When cardiac arrest occurs, the heart becomes incapable of circulating blood around the body. In the absence of good quality cardiopulmonary resuscitation (CPR), the brain will become starved of oxygen within 5 min and cell death will begin to occur [44]. The chances of patient survival therefore are largely determined by the actions of bystanders within the first few minutes of collapse [39]. Home is the most common location of OHCA, and unless someone in the home is able to perform effective bystander CPR, the prospects of survival are severely limited. Previous studies have found an association between low income neighbourhoods and a reduced likelihood of bystander CPR being performed [53, 54]. At present, we do not know if the level of CPR training and knowledge of OHCA recognition in the general population in Ireland follows a socioeconomic gradient.
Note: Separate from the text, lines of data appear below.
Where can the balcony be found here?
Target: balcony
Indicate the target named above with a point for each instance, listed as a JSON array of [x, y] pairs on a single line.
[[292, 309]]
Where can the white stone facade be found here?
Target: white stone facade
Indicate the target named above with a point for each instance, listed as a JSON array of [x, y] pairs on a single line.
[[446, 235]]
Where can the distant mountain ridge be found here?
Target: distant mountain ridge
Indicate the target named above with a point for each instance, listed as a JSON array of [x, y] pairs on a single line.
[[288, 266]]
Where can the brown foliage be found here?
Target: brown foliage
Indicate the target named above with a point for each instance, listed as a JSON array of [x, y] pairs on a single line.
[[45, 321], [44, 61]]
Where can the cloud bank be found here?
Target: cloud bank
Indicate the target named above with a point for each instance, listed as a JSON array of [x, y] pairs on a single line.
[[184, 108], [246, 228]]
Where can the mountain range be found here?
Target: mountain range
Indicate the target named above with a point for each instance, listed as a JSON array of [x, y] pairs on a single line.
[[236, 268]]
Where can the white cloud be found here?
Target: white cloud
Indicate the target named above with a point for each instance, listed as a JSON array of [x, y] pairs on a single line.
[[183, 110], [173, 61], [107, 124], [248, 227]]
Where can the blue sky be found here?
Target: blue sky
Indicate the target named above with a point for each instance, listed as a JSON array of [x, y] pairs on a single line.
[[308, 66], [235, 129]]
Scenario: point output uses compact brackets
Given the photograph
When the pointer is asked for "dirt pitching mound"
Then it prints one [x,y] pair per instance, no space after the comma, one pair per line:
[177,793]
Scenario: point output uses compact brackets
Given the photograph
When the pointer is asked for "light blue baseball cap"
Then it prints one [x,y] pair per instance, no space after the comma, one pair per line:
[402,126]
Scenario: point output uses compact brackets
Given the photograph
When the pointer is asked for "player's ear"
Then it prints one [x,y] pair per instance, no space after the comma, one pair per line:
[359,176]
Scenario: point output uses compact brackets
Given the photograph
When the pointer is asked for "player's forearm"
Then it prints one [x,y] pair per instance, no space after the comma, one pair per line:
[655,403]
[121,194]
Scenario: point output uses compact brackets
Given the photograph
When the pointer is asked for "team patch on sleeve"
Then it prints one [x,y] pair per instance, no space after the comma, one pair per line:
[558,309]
Considering the association between OHCA incidence and deprivation suggested in this study and previous studies, an understanding of the association between CPR knowledge and deprivation is an important area for further research.

In Ireland—as in other countries—EMS call-response intervals increase with increasing rurality of the event [33]. Communities in more rural locations have responded to this problem with the establishment of rapid response schemes and involvement of general practitioners in the emergency response [9]. Our study shows however, that the effect of urban–rural status on OHCA incidence reduces after adjusting for deprivation. We have also identified specific areas with significantly higher incidence—the majority of which are located in cities. Zijlstra et al. [65] have shown the value of lay rescuers responding to OHCA events in densely populated residential areas. Blom et al. [6] have shown incremental improvement in OHCA survival with the introduction of police CPR training and the equipping of police vehicles with AEDs in the city of Amsterdam. It can be suggested that similar interventions could be trialled in the deprived City EDs identified in our study as being at higher risk of OHCA.

Limitations

There are a number of limitations to our study. Firstly, OHCAR includes only OHCA where resuscitation was attempted and does not reflect the incidence of all Irish OHCA. Secondly, it was not possible in this study to consider the incidence of OHCA resuscitation which occurred at a location other than home as we could not determine a robust reference population for these cases. It is possible that areas with a low incidence of at home OHCA may have a high incidence of ‘not home’ OHCAs, in which case different policy approaches may be necessary to ensure immediate, effective resuscitation is available for cases that occur in more public locations. Thirdly, our sensitivity analysis showed differences in the EDs that were identified on a year-to-year basis. The numbers of cases in the annual analyses were small and therefore not as robust as the multi-year analysis. Additionally, OHCA was a relatively rare event and sensitivity analysis shows that areas may change on a yearly basis, which may have resulted in the improved fit of the multi-year analysis. Fourthly, deprivation is right skewed and a quintile can encompass areas with a very broad range of scores. To assume that the effect of deprivation is equal across all areas within a quintile may be unreasonable, which is why we used the score itself. Scores are used for small area studies where relative rather than absolute difference is of particular interest [7, 55]. The trade-off for using the score is that a one point change is difficult to interpret and cannot be readily considered in terms of quintiles. Finally, 1897 (56%) of the total 3409 EDs had zero Home cases—which may also have affected the robustness of our results.

Conclusions

In conclusion, we have shown that the likelihood of OHCA where resuscitation is attempted is likely influenced by deprivation, and have demonstrated a methodology that allows the identification of specific areas of high risk by correcting for correlated findings. Additionally, our study provides the opportunity to highlight that OHCA is not an event that happens to ‘others’ but rather an event that is most likely to occur at home, often in the presence of family or friends. While public policy should be targeted to at-risk communities, the universally greater risk of collapse at home must be communicated, regardless of geography.